Side-Channel Attack on the A5/1 Stream Cipher

Year
2019
Published
Proceedings of the 22nd Euromicro Conference on Digital Systems Design. Los Alamitos, CA: IEEE Computer Soc., 2019. p. 633-638. ISBN 978-1-7281-2862-7.
Type
Proceedings paper
Annotation
In this paper we present cryptanalysis of the A5/1 stream cipher used in GSM mobile phones. Our attack is based on power analysis where we assume that the power consumption while clocking 3 LFSRs is different than when clocking 2 LFSRs. We demonstrate a simple power analysis (SPA) attack and discuss existing differential power analysis (DPA). We present the attack for recovering secret key based on the information on clocking bits of LFSRs that was deduced from power analysis. The attack has a 100% success rate, requires minimal storage and it does not requires any single bit of a keystream. An average time complexity of our attack based on SPA is around 233 where the computation unit is a resolution of system of linear equations over the Z2. Recovering the secret key using information from the DPA has a constant complexity.

Malware Detection Using a Heterogeneous Distance Function

Year
2018
Published
Computing and Informatics. 2018, 37(3), 759-780. ISSN 1335-9150.
Type
Article
Annotation
Classication of automatically generated malware is an active research area. The amount of new malware is growing exponentially and since manual in- vestigation is not possible, automated malware classication is necessary. In this paper, we present a static malware detection system for the detection of unknown malicious programs which is based on combination of the weighted k-nearest neigh- bors classier and the statistical scoring technique from.
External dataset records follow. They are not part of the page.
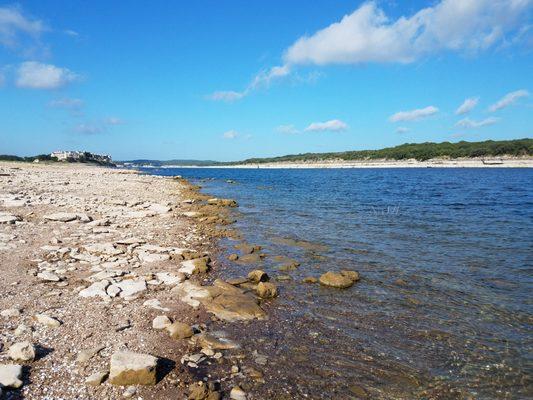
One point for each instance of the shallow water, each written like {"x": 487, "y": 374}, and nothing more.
{"x": 444, "y": 306}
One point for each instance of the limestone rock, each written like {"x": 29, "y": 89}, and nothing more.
{"x": 258, "y": 276}
{"x": 161, "y": 322}
{"x": 195, "y": 266}
{"x": 47, "y": 320}
{"x": 340, "y": 280}
{"x": 237, "y": 393}
{"x": 48, "y": 276}
{"x": 266, "y": 290}
{"x": 22, "y": 351}
{"x": 128, "y": 368}
{"x": 97, "y": 378}
{"x": 61, "y": 217}
{"x": 9, "y": 218}
{"x": 179, "y": 330}
{"x": 131, "y": 287}
{"x": 10, "y": 376}
{"x": 97, "y": 289}
{"x": 10, "y": 313}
We have extracted the most relevant features from portable executable (PE) le format using gain ratio and have designed a heterogeneous distance function that can handle both linear and nominal features. Our proposed detection method was evaluated on a dataset with tens of thousands of malicious and benign samples and the experimental re- sults show that the accuracy of our classier is 98.80%. In addition, preliminary results indicate that the proposed similarity metric on our feature space could be used for clustering malware into families.